Vim voar em Brazópolis. A decolagem, na época, era no chalé da família Faria. Nos primeiros vôos, notei que o morro à frente da decolagem seria o lugar ideal para a rampa, pois era onde eu mais subia e o local preferido pelos urubus.

A Prefeitura abriu a picada para a nova rampa, mas não tinha acesso para carros, tínhamos que subir com o equipamento nas costas.

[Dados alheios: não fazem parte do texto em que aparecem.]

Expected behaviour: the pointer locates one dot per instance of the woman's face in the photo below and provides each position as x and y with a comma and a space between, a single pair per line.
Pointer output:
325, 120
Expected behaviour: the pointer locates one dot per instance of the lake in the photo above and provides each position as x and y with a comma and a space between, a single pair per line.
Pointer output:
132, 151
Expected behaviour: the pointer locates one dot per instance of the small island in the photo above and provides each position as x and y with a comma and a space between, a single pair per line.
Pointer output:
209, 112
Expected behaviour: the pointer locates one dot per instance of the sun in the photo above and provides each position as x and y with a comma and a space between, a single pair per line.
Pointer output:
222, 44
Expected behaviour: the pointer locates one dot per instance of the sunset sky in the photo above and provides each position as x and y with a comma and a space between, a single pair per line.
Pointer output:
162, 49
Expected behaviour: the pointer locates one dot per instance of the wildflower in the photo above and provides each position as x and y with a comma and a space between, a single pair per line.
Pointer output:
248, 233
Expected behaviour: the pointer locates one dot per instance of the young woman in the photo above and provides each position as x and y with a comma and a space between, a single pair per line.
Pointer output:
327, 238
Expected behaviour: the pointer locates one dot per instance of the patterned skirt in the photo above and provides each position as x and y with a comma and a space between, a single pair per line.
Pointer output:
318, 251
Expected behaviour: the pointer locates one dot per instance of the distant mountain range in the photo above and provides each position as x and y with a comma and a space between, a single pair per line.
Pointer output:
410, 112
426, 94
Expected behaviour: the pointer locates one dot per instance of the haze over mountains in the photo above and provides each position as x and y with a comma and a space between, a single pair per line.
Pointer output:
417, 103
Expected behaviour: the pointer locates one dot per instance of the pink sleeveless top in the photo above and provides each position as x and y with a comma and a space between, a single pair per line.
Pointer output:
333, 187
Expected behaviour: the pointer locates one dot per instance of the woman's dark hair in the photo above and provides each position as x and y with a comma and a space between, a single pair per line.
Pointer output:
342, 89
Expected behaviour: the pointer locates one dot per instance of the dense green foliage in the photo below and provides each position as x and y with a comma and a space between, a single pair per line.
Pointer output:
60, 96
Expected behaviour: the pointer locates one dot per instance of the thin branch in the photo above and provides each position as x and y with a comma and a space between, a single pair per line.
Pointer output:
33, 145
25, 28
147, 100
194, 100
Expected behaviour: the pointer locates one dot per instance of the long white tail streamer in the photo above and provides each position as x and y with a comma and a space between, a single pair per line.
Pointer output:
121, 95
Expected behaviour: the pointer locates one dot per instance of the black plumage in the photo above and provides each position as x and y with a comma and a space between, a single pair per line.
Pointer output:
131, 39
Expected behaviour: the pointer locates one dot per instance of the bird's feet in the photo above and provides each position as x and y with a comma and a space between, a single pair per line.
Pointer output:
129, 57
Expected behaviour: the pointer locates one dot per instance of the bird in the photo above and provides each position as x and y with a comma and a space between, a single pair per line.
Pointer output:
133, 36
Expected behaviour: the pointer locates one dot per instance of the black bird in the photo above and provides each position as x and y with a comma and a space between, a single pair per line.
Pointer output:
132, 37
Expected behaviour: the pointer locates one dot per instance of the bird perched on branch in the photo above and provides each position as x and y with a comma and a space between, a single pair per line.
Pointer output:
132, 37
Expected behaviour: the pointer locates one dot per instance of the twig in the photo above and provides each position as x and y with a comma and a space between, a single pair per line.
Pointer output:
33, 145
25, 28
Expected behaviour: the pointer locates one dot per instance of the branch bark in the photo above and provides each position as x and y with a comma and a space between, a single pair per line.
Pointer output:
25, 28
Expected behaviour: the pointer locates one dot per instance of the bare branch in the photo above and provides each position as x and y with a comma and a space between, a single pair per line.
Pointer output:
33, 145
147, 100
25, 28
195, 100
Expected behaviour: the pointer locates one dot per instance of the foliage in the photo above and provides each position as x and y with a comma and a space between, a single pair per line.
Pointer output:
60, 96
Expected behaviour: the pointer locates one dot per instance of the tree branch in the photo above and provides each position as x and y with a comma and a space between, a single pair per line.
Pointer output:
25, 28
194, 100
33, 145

Em 1992, comprei o terreno do morro da nova rampa. Em 1994, o então prefeito Josias Gomes fez a estrada de acesso até o topo. Surgindo a necessidade de um nome para o morro, foi escolhido por mim o apelido carinhoso de minha avó Maria José Carvalho Noronha, que sempre me incentivou em tudo, mas infelizmente não me viu voar por ter falecido, nascia ai o “Mirante Vó Cotinha”. Nos anos seguintes, iniciou-se o movimento de novos pilotos na rampa, e consequentemente a idéia de se realizarem competições, explorando o potencial do local. De 98 a 2000, o então Prefeito Paulo de Tarso apoiou a realização de Campeonato de Asa Delta em nível estadual, melhorando o acesso, construindo novas rampas e aumentando a área de montagem de asas.

Em 2009 começamos um novo projeto, queríamos realizar uma competição que leva-se alegria e descontração para os pilotos sem a competitividade de um campeonato, e que todos tinham a chance de ganhar, desde o mais novo até o mais experiente piloto, surgiu ai o Encontro de Pilotos de Asa e Parapente, que desde então só vem crescendo e hoje é um grande sucesso.

 

Dedicatória

Dedicamos este site a todas as pessoas que já perceberam a importância do respeito à natureza em todas as suas manifestações. Que têm na terra e no seu trabalho, os instrumentos de transformação da qualidade de vida do planeta. Que praticam esportes sem perder a noção de que somos apenas instrumentos, curtindo a vida, mas cientes de que tudo pertence a Deus.

Agradecimentos a Deus, aos meus pais Eugênio e Lezir, meu irmão Luiz Fernando, a minha avó Vó Cotinha, ao meu tio Padre Quinzinho, Tio Silvio Noronha e a todos por terem me ajudado nos momentos difíceis.

Eugênio (Penuja) e Aldo Fróes Noronha.